Pretenderam separar a crença do domínio político, de modo a que a organização civil escape à influência religiosa. O objectivo do laicismo é preservar, ao mesmo tempo, a liberdade da crença e das práticas, e a independência dos poderes públicos. A partir do momento em que aceitamos isto, aceitamos a ideia de laicidade.
As religiões estarão dispostas a abdicar da sua influência junto dos poderes políticos?
Isso figura bem nos textos cristãos: devolver a Deus o que é de Deus e a César o que é de César. E o que César aceita é objecto da acção laica. Sempre é preferível, por exemplo, que as crianças convivam pacificamente nos estabelecimentos educativos, e vivam, nos planos pessoal, familiar, a sua cultura religiosa, se assim desejarem. Mas, na escola, não deve haver influência religiosa.
E se as crianças quiserem, não terão direito a receber formação da sua cultura religiosa na escola?
A escola deve proporcionar, sobretudo, que a criança cresça livre, se construa a si própria com os outros, sem se lhe perguntar se crê ou não em Deus. Nós temos crianças que nascem numa cultura cristã, católica ou protestante, mas temos também minorias judaicas, magrebinas, sem contar com todas as sensibilidades africanas. Todas elas têm de ser respeitadas. Por isso, na escola pública não há influência religiosa que se aguente.
Acredita mesmo que, na Europa, as igrejas têm uma forte influência sobre os Estados?
Sim e não. Isso varia segundo os Estados. É certo que, onde há separação de poder, a influência das igrejas é menos importante do que nas nações onde há uma religião de Estado. Nos países nórdicos, e especialmente na Grécia, que é talvez o Estado mais clerical da Europa, no sentido próprio da palavra, o domínio da religião afasta toda a gente.
Como se educa, então, para a tolerância?
Para nós, a laicidade legal significa tolerância universal. Então, temos de habituar as pessoas, através da educação e informação, a respeitar o outro, a praticar a tolerância. Não só uma tolerância recíproca mas também uma tolerância que não suporta o intolerável. É difícl ser tolerante com um integrista, um estalinista ou um nazi.

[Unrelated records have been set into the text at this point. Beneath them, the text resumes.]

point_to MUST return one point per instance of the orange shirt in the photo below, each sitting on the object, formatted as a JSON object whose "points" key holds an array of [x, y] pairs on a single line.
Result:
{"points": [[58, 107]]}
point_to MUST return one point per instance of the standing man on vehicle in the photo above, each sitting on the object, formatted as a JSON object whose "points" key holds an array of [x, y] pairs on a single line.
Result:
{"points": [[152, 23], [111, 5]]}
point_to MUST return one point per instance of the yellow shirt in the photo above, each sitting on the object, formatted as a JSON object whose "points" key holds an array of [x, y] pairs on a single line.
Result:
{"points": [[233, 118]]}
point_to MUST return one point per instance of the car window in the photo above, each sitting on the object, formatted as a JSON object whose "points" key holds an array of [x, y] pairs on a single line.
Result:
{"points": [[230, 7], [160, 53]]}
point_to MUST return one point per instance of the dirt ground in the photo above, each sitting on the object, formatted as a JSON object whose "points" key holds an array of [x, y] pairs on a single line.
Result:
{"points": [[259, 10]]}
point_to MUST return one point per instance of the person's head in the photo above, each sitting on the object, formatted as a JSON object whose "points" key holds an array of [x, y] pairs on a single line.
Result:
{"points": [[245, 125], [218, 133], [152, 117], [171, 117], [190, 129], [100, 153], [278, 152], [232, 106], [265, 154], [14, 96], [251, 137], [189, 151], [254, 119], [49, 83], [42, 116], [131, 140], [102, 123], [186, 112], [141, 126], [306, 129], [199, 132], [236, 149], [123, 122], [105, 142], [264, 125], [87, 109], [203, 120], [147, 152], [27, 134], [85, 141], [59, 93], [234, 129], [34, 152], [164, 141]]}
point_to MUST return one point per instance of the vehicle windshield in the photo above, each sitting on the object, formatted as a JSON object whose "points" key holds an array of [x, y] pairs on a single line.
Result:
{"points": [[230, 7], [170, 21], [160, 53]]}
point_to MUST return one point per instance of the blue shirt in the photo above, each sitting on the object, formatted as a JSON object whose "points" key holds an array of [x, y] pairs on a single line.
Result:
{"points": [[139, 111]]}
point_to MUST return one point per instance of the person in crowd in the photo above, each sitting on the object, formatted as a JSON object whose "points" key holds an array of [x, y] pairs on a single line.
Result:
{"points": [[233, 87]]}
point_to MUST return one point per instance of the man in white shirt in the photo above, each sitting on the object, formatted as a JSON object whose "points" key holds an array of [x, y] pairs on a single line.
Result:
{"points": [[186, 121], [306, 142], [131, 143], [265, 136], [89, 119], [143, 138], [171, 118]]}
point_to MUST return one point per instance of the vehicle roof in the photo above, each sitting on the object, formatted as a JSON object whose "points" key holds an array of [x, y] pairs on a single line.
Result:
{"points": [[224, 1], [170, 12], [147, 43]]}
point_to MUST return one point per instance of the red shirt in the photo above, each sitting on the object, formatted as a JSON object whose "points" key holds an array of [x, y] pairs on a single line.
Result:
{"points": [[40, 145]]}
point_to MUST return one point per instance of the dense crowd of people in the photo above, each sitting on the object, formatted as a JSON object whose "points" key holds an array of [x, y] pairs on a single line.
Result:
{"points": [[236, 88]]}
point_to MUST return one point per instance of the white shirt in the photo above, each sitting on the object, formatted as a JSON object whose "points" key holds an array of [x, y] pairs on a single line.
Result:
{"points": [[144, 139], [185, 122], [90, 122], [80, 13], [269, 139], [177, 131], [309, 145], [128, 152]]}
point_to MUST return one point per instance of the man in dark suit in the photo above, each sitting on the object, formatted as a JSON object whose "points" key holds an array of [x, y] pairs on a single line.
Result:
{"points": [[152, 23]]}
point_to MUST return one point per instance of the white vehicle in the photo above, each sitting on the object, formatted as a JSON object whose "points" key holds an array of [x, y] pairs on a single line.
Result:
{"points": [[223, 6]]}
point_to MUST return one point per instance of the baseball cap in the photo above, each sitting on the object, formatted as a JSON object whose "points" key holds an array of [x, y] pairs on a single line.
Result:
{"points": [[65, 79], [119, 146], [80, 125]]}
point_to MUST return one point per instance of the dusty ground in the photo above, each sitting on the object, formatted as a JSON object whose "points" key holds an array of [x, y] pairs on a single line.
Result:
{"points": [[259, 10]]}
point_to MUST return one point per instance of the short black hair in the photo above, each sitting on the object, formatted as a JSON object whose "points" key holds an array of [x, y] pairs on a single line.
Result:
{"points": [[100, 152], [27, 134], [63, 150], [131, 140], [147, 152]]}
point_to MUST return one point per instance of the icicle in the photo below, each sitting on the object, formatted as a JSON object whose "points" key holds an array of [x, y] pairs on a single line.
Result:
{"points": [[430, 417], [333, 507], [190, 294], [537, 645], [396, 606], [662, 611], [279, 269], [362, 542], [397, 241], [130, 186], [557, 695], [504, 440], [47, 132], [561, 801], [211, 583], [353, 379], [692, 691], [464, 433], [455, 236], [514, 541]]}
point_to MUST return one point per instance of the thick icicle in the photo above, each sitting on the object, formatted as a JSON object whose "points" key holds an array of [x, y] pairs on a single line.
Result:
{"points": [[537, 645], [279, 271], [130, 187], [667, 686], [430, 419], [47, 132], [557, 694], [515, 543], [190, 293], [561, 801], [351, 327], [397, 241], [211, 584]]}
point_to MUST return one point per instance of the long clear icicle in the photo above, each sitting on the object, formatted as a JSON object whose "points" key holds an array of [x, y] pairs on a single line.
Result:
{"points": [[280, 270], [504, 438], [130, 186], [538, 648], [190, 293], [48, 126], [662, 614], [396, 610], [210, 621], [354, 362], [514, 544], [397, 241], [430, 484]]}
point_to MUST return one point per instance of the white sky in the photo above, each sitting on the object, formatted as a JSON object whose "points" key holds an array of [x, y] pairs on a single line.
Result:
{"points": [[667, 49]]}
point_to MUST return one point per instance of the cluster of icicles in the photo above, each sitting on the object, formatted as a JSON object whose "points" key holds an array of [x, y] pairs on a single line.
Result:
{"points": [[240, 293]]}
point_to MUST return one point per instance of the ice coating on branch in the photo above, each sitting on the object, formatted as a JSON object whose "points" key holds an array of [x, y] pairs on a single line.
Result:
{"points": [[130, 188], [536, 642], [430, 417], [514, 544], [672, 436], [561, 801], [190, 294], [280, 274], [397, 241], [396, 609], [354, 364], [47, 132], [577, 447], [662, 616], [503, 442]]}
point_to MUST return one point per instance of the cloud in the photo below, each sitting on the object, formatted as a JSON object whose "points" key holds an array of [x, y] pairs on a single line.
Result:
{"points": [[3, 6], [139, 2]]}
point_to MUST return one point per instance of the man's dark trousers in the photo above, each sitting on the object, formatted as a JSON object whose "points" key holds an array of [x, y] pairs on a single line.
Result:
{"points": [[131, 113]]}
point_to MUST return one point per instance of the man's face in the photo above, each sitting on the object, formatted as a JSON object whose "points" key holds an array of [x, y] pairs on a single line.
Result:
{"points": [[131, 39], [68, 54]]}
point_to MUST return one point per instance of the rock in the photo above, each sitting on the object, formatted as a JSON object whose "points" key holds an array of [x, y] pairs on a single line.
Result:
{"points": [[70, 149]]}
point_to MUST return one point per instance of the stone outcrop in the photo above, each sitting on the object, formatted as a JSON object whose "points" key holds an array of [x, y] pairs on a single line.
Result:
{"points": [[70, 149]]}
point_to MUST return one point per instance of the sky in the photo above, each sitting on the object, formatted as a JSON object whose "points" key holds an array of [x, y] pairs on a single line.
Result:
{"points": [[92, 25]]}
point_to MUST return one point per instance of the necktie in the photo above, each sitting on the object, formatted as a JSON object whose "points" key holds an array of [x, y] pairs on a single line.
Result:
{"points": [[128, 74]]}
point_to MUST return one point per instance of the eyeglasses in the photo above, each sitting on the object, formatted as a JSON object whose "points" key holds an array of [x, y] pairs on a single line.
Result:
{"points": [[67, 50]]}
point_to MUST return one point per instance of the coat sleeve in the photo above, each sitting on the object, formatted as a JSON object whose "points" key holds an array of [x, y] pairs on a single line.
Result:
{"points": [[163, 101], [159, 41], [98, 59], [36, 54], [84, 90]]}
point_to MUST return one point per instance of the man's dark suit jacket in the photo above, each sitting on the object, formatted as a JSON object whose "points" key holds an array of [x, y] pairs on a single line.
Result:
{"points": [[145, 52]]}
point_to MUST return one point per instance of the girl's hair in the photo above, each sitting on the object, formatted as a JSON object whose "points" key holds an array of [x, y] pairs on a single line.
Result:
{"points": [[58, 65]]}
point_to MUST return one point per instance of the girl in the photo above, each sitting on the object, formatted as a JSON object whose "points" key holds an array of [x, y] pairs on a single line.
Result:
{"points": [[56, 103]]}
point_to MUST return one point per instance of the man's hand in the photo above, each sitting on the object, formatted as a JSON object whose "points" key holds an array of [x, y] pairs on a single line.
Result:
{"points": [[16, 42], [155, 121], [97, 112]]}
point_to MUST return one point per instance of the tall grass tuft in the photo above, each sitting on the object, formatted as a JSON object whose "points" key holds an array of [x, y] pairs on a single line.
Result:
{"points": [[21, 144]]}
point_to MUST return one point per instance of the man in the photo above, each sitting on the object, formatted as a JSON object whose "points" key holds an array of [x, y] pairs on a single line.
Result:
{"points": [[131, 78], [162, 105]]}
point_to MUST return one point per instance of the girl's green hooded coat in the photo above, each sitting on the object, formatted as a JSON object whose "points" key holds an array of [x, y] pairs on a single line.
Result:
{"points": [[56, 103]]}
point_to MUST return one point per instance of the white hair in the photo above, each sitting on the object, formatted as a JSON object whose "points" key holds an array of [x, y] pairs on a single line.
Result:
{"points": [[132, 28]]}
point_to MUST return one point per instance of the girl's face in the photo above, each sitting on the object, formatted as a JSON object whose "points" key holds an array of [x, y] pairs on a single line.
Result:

Então, tendo consciência de que haverá cada vez mais religiões diferentes, vamos desejar que todas coexistam em paz, mas sem que ninguém venha reivindicar privilégios. Isso seria a negação do espírito laico.
As pessoas poderão esquecer a sua identidade religiosa quando estabelecem relações sociais?
A vida social é a célula vital que faz com que se respeitem as práticas dos outros. Isto parece um facto evidente, mas não é assim em todo o lado. Quando abordei esta questão na Grécia, muitos gregos manifestaram a superioridade da sua religião e consideraram o islamismo o inimigo hereditário, e rival o catolicismo.
Gostaria de ver a ONU envolvida neste assunto?
É preciso que a ONU actue quando as leis cívicas limitam as acções dos cidadãos. Foi neste sentido que criámos e propomos a Carta Europeia da Laicidade.
A cara da notícia: ÉTIENNE PION, Presidente do Movimento Europa e Laicidade
Étienne Pion é, aos 71 anos, o rosto de um movimento de cidadãos que pretende instituir na Europa o humanismo laico. Casado e pai de dois filhos, a sua militância iniciou-se no ainda existente Centre d'Action Européene Démocratique e Laique (Caedel), quando então era director de um colégio. O Caedel mantém-se activo, em França, estando actualmente envolvido numa acção de sensibilização para que se altere o artigo F1 do Tratado de Maastricht, em que se afirma o respeito pela "identidade nacional dos Estados membros cujos sistemas de governo estejam fundados em princípios democráticos". Defendem os promotores da petição que, àquele articulado, se deve acrescentar uma outra premissa que garanta o "princípio da estrita separação entre as instituições e as comunidades religiosas". O documento encontra-se disponível na Internet. Étienne Pion considerou que os ideais que regem o Caedel, fundado em 1952, deveriam estender-se a todo o continente europeu. E, neste contexto, surgiu o actual movimento Europe et Laïcité. Presidente empenhado, tem-se desdobrado em contactos por todos os países, defendendo sempre a institucionalização do humanismo laico. Recentemente esteve em Portugal, a "convite de um grupo de cidadãos que comungam dos mesmos ideais".